After the rumors about a possible change in the new Patek Philippe ‘s catalogue we present you the 5726, one of the candidates that will most likely disappear next March.
The 5726 belongs to the great family of the Nautilus, one of the most iconic and well-known creations from Gerald Genta and surely the most emblematic sports watch of the Geneva-based company.
The development of the first Nautilus started in 1976 and took inspiration from the ship’s portholes. This watch helped the brand penetrate a younger market segment thanks to its innovative and unconventional design.
Time to say goodbye…
After various years, this timepiece became a classical and a vital piece of its history, but it’s time to say goodbye…
Different variations were made to the collection during its life, however, today we will talk about a legendary reference which, unfortunately, will be discontinued…
Presented in three different varieties, two with grey dial (leather or steel bracelet) and one with a white dial (steel bracelet), the reference 5726 is appreciated by the collectors, although less popular and less desirable than the 5711.
Its real beauty lies within its aesthetics.
Despite the extremely clean and minimal dial, the intricate design drifts apart from the symmetrical lines of the “classical” Nautilus. Indeed, it shows all the necessary information which we would expect from an annual calendar watch: days of the week, months (at 12 o’ clock) and date (at 6).
The central seconds flow brushing the stick indexes in white gold which, like in all good sports watches, are coated with a fluorescent material which aids the visibility of the watch in poor light conditions.
However, what draws the attention in this specific timepiece is the wide lunar phase window with the 24-hour indicator.
The 40.5mm case maintains all the essential characteristics of the time-only Nautilus: the screw (crown with the Calatrava cross) which guarantees a waterproofness up to 120 meters, the glossy and satin pattern which provides its shiny and clean look…. except for its four (necessary) “touch-on” concealers which regulate all the essential functions of the annual calendar. Such purposes however don’t compromise at all the aesthetics of the watch.
The beating heart of this Patek Phillippe, main reason of the success of this reference, can be admired through the transparent case back.
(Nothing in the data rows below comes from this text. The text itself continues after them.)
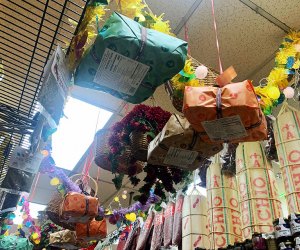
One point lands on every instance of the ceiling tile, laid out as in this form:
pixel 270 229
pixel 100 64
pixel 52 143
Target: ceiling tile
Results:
pixel 286 11
pixel 246 39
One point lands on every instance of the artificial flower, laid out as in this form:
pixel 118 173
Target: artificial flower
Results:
pixel 131 8
pixel 283 55
pixel 160 25
pixel 278 77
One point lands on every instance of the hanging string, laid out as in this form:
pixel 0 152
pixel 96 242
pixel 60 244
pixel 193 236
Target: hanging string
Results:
pixel 186 38
pixel 90 157
pixel 32 194
pixel 216 34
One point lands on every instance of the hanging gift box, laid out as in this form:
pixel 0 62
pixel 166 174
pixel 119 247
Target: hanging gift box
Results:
pixel 63 239
pixel 230 113
pixel 223 213
pixel 194 222
pixel 258 190
pixel 179 145
pixel 287 139
pixel 79 208
pixel 187 77
pixel 130 61
pixel 93 230
pixel 13 242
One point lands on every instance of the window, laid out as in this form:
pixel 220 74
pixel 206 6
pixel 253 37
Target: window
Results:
pixel 76 131
pixel 34 209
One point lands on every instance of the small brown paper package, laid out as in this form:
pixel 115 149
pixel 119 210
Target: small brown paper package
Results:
pixel 179 145
pixel 63 239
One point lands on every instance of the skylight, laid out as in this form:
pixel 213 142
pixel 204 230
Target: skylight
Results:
pixel 34 209
pixel 76 131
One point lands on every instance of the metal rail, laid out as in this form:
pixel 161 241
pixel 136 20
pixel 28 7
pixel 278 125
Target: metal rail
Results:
pixel 29 32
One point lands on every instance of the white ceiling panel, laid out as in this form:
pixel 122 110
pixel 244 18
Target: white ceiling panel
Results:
pixel 246 38
pixel 286 11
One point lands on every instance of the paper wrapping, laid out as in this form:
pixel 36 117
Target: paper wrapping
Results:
pixel 165 55
pixel 236 99
pixel 287 139
pixel 258 190
pixel 194 222
pixel 179 134
pixel 224 223
pixel 79 208
pixel 94 230
pixel 64 239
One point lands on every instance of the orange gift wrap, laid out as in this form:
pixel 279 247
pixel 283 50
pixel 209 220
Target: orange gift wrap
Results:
pixel 78 207
pixel 94 230
pixel 258 191
pixel 224 223
pixel 231 113
pixel 287 140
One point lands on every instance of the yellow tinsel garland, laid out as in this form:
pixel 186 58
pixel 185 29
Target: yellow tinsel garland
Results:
pixel 287 61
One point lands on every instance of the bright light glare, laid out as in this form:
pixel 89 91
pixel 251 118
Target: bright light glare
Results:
pixel 34 209
pixel 76 132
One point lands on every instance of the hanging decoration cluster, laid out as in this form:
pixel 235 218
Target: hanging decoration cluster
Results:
pixel 287 64
pixel 96 10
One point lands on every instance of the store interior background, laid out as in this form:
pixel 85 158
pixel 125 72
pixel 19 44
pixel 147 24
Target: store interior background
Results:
pixel 249 35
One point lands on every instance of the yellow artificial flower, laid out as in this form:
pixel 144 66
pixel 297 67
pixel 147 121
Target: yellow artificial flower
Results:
pixel 296 64
pixel 178 85
pixel 195 83
pixel 161 25
pixel 285 53
pixel 278 77
pixel 294 36
pixel 188 68
pixel 131 8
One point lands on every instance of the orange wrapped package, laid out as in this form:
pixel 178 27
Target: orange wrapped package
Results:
pixel 94 230
pixel 78 207
pixel 227 114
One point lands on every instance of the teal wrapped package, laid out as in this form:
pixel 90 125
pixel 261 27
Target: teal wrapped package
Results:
pixel 129 61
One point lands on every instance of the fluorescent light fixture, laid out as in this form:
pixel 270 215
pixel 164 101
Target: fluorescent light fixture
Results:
pixel 76 132
pixel 34 209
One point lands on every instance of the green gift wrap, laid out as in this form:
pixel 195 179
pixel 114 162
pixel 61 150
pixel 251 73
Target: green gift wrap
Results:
pixel 13 242
pixel 129 61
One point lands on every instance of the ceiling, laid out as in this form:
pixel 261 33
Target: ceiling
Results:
pixel 249 34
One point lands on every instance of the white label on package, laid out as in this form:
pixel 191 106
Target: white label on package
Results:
pixel 120 73
pixel 180 157
pixel 224 129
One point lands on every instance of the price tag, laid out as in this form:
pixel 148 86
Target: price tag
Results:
pixel 180 157
pixel 225 129
pixel 120 73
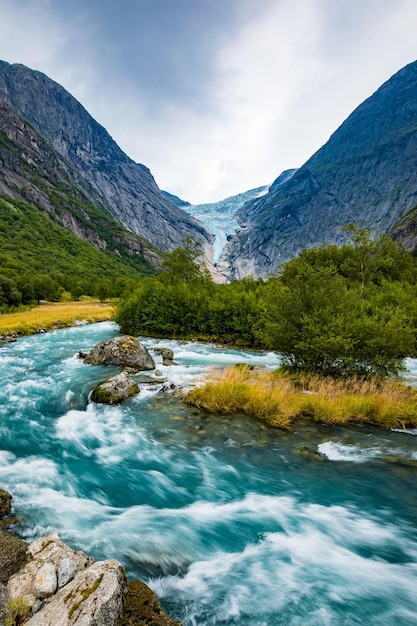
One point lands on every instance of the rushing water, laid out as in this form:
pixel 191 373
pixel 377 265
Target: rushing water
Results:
pixel 229 521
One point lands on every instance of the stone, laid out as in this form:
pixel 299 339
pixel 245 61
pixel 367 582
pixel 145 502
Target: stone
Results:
pixel 126 351
pixel 167 388
pixel 3 603
pixel 66 571
pixel 5 502
pixel 46 582
pixel 115 389
pixel 167 355
pixel 143 607
pixel 13 552
pixel 45 549
pixel 93 598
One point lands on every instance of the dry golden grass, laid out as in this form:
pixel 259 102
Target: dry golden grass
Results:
pixel 54 314
pixel 280 399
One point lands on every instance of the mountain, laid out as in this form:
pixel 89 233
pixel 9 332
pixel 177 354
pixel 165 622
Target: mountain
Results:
pixel 175 199
pixel 106 176
pixel 219 217
pixel 365 173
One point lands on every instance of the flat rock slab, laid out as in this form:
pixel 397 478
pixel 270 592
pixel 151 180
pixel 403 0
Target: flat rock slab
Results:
pixel 126 351
pixel 5 502
pixel 143 607
pixel 115 389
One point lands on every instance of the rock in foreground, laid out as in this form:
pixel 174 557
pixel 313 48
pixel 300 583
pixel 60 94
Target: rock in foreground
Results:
pixel 143 607
pixel 63 587
pixel 126 351
pixel 115 389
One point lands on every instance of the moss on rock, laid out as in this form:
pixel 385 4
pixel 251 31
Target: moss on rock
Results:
pixel 143 607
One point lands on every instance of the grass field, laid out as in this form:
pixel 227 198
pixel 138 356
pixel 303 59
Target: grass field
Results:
pixel 54 315
pixel 280 400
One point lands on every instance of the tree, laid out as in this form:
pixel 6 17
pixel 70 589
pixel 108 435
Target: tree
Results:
pixel 320 321
pixel 181 264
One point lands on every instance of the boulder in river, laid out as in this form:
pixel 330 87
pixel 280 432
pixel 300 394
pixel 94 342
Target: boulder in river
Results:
pixel 95 593
pixel 115 389
pixel 143 607
pixel 13 551
pixel 126 351
pixel 5 502
pixel 166 354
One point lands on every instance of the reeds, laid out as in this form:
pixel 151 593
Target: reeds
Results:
pixel 54 314
pixel 279 399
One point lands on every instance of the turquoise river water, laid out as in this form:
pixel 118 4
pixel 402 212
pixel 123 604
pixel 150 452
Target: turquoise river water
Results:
pixel 229 521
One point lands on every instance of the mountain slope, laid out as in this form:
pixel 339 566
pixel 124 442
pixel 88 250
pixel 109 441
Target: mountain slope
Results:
pixel 219 217
pixel 114 183
pixel 366 173
pixel 32 171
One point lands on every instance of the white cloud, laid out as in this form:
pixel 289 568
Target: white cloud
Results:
pixel 260 94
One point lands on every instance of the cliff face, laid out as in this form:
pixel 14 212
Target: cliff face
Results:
pixel 124 189
pixel 366 173
pixel 31 170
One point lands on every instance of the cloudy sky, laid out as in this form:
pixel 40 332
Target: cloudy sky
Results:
pixel 214 96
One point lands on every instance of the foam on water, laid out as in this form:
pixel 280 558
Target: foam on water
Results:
pixel 335 451
pixel 231 522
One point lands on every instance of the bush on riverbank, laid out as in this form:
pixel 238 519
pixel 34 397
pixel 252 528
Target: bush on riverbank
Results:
pixel 334 311
pixel 54 315
pixel 280 399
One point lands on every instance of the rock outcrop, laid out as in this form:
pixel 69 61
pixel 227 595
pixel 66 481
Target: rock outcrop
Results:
pixel 142 607
pixel 115 390
pixel 167 355
pixel 92 595
pixel 126 351
pixel 115 183
pixel 58 586
pixel 5 502
pixel 364 174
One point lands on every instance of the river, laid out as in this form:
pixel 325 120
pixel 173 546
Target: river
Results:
pixel 230 522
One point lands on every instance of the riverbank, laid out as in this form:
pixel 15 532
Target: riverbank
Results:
pixel 280 400
pixel 46 581
pixel 53 315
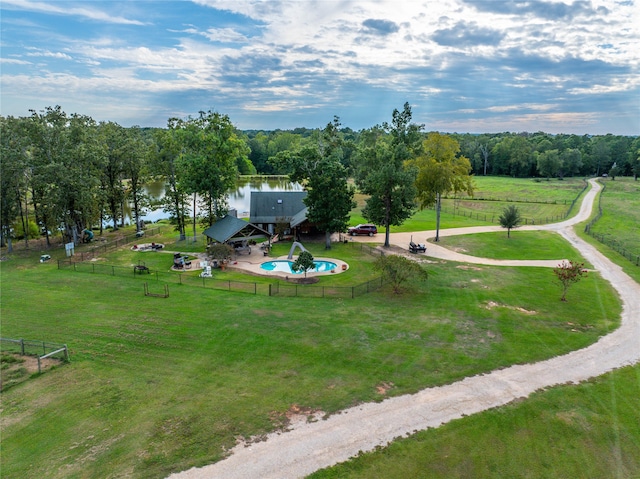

We are talking about the caliber 324 S QA LU 24H/303, currently used in all the annual calendars produced by the Maison.
This movement has a 48-hour power reserve, and it is composed of 347 elaborated and decorated parts with ten bridges.
The market prices fluctuate from 36.400 euros for the leather bracelet model, to 40.790 euros for the stainless- steel bracelet. However, with the end of its production, we can expect a boost of the short run quotations, and, maybe, the success that this watch deserves.